How was the $3x+1$ problem checked up to $5 \times 2^{60}$?

Question

The Wikipedia article for the Collatz conjecture states that:

The conjecture has been checked by computer for all starting values up to $5 \times 2^{60} \approx 5.764 \times 10^{18}$.

It gives an inline citation to the URL http://www.ieeta.pt/~tos/3x+1.html which seems to have expired, and directs to a computational research institute called IEETA "Retrieved 27 November 2011". Searching their site for 3x+1, Collatz and conjecture left me empty handed.

Q: How was the $3x+1$ problem checked up to $5 \times 2^{60}$?

I'm particularly interested in if there are non-trivial algorithmic improvements over direct computation. Or perhaps this was this simply a matter of hit it with a big computer?

Answer 1

It is enough to show that for each starting value $a_0>1$, there is some $k$ with $a_k<a_0$.

• We have $a_1<a_0$ if the step sequence starts with down, i.e. if $a_0\equiv 0\pmod 2$
• We have $a_3<a_0$ if the steps start up,down,down (because $\frac{3a_0+1}4<a_0$ for $a_0>1$); this rules out $a_0\equiv 1\pmod 4$
• Looking at up,down,up,down,down,down, we can exclude $a_0\equiv 3\pmod {16}$

Even after these simple remarks, we have already handled $81.25\,\%$ of all starting numbers.

More generally, a sequence of $u$ ups and $d$ downs implies that $a_{u+d}=\frac{3^u a_0+c}{2^d}$, where $c\in\mathbb N$ depends on the exact order of the ups and downs. Provided $3^u<2^d$, this eliminates the residue class $a_0\equiv 3^{-u}c\pmod{2^d}$ with possible small execptions (i.e. when $a_0\le \frac c{2^d-3^u}$). The trick with pushing the bound for $a_0$ beyond $2^N$, is to continue investigating longer and longer sequences of up and down.

Answer 2

The Collatz Conjecture says that starting with any integer $x \geq 1$, the Collatz sequence will eventually have an element equal to 1. It's quite easy to prove that it is equivalent to the following: For every $x \geq 2$, the Collatz sequence will eventually have an element less than x.

We change the rule so that $x$ is replaced with either $\frac{3x + 1}{2}$ or with $\frac{x}{2}$. We call replacing $x$ with $\frac{3x + 1}{2}$ an odd step, and $\frac{x}{2}$ an even step. If we have $o$ odd steps out of $n$ steps, then $x$ is replaced approximately with $\frac{3^o}{2^n}$. $x$ becomes smaller if $o \times \log_2 (3) < n$ or $o < 0.63093n$.

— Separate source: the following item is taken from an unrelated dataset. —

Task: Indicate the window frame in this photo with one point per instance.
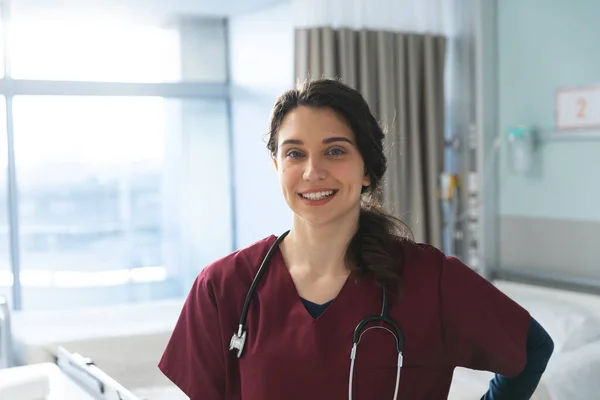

If you write $x$ as a binary integer, the last $n$ bits will tell you what the next $n$ steps of the sequence are. It also tells you whether after any of those $n$ steps the result was smaller than $x$. So you immediately exclude huge amounts of numbers from the calculation.

Then for those values of the last $n$ bits that pass this test, you look at the last $2n$ bits. Calculate what the last $n$ bits will be after $n$ steps, and check with precalculated data whether these 2n bits will lead to a smaller value within $2n$ steps.

Now you have hugely reduced the numbers that you need to examine. And you can perform $n$ steps of the calculation in one step. ($n$ will probably about 24 or so).